Senin, 05 Desember 2016

Perkembangan Program Teknologi Nuklir Korea Utara (skripsi dan tesis)

A.
Secara geografis, Semenanjung Korea dikelilingi oleh negara-negara besar dan kuat, seperti Cina, Jepang dan Rusia. Sejarah mencatat bahwa sejak jaman kerajaan kuno hingga negara moderen, negara Korea pernah mengalami lima kali masa penjajahan atau penguasaan, seperti oleh Cina, bangsa Mongol, Jepang, Amerika Serikat serta Uni Soviet pasca Perang Dunia kedua. Semenanjung Korea memiliki lokasi yang strategis, sehingga negara-negara besar yang menjadi negara tetangga, menjadikan Semenanjung Korea sebagai sasaran dari perluasan pengaruh serta kepentingan negara-negara besar tersebut.
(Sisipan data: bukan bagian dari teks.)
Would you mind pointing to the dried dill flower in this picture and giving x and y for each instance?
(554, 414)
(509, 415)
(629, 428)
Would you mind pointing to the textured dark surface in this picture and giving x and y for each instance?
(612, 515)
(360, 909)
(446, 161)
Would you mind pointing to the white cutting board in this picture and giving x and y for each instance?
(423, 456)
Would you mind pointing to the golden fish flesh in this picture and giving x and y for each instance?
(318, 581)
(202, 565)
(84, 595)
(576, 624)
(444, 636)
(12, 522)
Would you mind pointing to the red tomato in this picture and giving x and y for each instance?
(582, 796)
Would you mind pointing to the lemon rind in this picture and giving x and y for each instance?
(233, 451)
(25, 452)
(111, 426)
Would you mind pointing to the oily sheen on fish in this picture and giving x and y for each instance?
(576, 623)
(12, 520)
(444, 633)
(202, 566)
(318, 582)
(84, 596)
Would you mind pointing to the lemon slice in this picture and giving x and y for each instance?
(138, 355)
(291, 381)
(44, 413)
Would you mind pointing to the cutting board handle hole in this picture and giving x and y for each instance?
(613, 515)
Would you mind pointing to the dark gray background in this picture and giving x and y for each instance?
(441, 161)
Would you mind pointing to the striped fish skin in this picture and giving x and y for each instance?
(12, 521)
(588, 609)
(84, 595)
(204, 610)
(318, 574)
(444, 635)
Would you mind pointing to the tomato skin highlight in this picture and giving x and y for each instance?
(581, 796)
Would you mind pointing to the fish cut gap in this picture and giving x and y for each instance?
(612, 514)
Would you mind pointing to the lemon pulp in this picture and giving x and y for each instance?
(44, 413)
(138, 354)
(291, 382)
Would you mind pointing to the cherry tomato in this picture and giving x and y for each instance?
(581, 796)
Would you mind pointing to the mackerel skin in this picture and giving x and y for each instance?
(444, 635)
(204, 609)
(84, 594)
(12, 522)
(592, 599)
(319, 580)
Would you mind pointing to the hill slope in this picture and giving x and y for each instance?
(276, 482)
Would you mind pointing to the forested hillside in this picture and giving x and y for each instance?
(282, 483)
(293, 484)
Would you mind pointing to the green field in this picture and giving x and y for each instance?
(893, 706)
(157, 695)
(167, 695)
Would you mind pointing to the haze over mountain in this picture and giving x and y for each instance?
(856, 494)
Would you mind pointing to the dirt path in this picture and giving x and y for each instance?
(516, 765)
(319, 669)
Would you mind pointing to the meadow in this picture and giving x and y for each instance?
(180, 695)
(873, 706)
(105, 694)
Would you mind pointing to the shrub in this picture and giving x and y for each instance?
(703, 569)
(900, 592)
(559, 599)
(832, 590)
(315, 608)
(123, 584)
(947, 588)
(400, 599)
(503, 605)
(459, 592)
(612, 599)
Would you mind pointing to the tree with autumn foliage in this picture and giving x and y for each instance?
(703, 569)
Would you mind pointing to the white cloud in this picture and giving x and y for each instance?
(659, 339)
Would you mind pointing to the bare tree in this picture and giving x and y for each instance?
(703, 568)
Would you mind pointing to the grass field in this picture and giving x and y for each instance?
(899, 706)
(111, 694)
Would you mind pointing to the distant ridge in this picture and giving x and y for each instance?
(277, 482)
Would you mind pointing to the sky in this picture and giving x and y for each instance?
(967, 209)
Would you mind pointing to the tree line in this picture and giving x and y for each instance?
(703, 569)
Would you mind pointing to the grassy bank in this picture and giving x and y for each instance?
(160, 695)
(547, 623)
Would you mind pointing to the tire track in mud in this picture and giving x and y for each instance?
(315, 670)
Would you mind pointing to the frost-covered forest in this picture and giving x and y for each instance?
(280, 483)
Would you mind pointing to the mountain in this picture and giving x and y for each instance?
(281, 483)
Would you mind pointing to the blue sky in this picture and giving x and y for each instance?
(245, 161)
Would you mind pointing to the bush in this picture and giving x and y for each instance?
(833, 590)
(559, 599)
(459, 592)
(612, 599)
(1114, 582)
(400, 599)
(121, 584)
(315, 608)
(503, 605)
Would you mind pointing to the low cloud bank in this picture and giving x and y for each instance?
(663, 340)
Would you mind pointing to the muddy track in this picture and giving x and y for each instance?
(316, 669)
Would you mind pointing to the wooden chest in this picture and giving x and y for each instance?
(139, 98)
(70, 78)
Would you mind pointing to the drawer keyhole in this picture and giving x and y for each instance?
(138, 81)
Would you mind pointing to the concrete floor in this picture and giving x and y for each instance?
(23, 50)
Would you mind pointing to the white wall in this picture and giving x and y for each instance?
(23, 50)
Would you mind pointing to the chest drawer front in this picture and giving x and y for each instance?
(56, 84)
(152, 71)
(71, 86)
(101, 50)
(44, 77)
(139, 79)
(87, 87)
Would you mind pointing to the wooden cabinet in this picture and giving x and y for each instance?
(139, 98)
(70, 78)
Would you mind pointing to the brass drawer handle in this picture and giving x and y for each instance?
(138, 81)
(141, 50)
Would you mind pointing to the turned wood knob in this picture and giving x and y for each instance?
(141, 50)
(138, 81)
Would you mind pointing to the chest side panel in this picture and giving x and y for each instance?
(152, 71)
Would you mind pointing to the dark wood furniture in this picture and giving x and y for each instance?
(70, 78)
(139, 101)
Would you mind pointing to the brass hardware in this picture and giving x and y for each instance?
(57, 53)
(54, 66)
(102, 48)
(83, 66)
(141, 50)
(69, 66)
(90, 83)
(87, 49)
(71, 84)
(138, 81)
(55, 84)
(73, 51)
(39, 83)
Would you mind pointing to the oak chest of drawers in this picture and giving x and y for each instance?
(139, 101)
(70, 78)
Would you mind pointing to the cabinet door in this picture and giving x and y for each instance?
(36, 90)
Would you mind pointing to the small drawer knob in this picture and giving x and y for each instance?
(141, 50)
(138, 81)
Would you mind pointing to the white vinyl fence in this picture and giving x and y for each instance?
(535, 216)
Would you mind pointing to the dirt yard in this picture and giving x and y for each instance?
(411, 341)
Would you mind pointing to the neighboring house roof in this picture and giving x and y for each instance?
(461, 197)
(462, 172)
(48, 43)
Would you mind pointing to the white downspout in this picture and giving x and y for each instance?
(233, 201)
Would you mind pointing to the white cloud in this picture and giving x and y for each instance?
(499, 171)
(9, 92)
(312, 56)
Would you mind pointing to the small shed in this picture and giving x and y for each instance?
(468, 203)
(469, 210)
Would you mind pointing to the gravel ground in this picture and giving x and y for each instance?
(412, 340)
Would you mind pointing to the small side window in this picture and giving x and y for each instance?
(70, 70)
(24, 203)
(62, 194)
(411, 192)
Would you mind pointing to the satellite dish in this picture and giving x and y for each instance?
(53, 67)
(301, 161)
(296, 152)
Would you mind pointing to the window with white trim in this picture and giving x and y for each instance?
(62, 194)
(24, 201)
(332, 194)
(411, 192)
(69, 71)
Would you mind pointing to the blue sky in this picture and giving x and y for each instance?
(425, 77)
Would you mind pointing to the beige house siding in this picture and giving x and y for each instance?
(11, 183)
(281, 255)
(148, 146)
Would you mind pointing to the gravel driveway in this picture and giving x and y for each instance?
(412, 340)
Pasca berakhirnya penjajahan Jepang, upaya Korea untuk bisa menjadi negara yang bersatu, merdeka dan mandiri tidak bisa diwujudkan. Hambatan untuk bisa mendirikan negara Korea yang bersatu terletak pada intervensi serta persaingan antara Amerika Serikat dan Uni Soviet di Semenanjung Korea pada masa Perang Dingin. Pengaruh dari Amerika Serikat dan Uni Soviet di Semenanjung Korea, menyebabkan kedua negara tersebut berjalan dalam situasi yang berbeda. Yang menarik adalah bagaimana hubungan antara Korea Utara dan Uni Soviet terjalin. Hubungan antara Uni Soviet dan Korea Utara diibaratkan kurang lebih seperti Walt Disney dan Mickey Mouse. Ungkapan tersebut menunjukkan bahwa Korea Utara adalah ciptaan atau hasil bentukan dari penyebaran ideologi komunis oleh Uni Soviet. Sosok Kim Il Sung di Korea Utara pun sangat dominan dan kebijakan yang dikeluarkan memberikan pengaruh terhadap kondisi keamanan di kawasan tersebut, terutama ketika Kim Il Sung bertekad untuk menjalankan program nuklir.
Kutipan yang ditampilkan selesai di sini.